Modeling energy balance fluxes and evapotranspiration of maize and soybean using multispectral and thermal infrared imagery acquired with an unmanned aerial system

Abstract

Estimating actual crop evapotranspiration (ET) is a critical component in tracking crop water availability and managing irrigation. Various methods presently exist for modeling crop ET utilizing remotely sensed data and imagery as inputs. While more traditional remote sensing platforms like satellite and manned aircraft provide useful information, limitations exist due to lack of spatiotemporal resolution and high cost. Unmanned aerial systems (UAS) now offer greater opportunities for collecting remotely sensed data with enhanced spatiotemporal resolution that may lead to increased accuracy in estimating crop (ET), making near real-time irrigation management more feasible. The two-source energy balance (TSEB) model is one of the methods of estimating crop ET from surface energy balance fluxes.

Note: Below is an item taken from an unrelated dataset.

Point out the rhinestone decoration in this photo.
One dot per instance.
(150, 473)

In this research, multispectral and thermal infrared imagery collected with a UAS over maize and soybean fields throughout the growing season at different vegetative stages were used in the TSEB model to estimate spatially distributed surface energy balance fluxes and daily crop ET. The estimated spatially distributed surface fluxes and ET were weighted and aggregated using a two-dimensional flux footprint and validated against measured fluxes from Eddy Covariance systems located within the fields.